The whole operation is costly and time-consuming. She spends more than 20 hours a week just outside trapping and feeding cat colonies, and upward of $500 dollars on cat food alone every month, shelling out more for litter and medicine.
“One time I was in so much debt because of all these cats, it was bad. I had maxed out all my cards,” Walker said. “ ... I raise donations, but it can never cover the amount of work that I’m doing.”
She often stays up all night trying to get cats that are evading her traps.
Walker doesn’t see it as a choice: The cats rely on her. But she’s stretched thin, beyond what may be healthy for her. It’s like a second full-time job. She’s got family and friends, and a 3-year-old grandson she would like to spend more time with.
“I’m always fighting with the city,” she said. “Like this should be a job. This shouldn’t be my responsibility.”
Jonlyn Freeman formed a group called NYC Cat Rescuer Alliance to advocate for the rescuers themselves.

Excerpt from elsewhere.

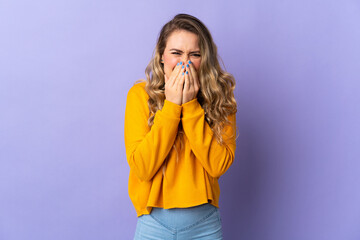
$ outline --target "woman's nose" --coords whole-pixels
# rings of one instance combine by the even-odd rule
[[[182,61],[183,63],[185,63],[185,64],[186,64],[189,60],[190,60],[189,57],[183,57],[183,58],[181,59],[181,61]]]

“[Last year], we were all hitting our collective breaking points,” Freeman said. “We could see that if nothing changed then this summer would be a tidal wave of feral cat overpopulation. And that’s exactly what happened.”
Tanya Coleman said that while the Bronx has always seen a pretty high stray cat population relative to the rest of the city, it’s grown even more over the past few years due to the high number of evictions and housing insecurity in the borough as reasons for the high numbers of strays, plus the cat numbers snowballing as more cats give birth.
“We have been observing that about 46% of our intake for cats that we’re actually trapping or picking up from our colony locations are adoptable cats, like stray cats that were clearly owned at some point, in some cases neutered and microchipped already,” Coleman said.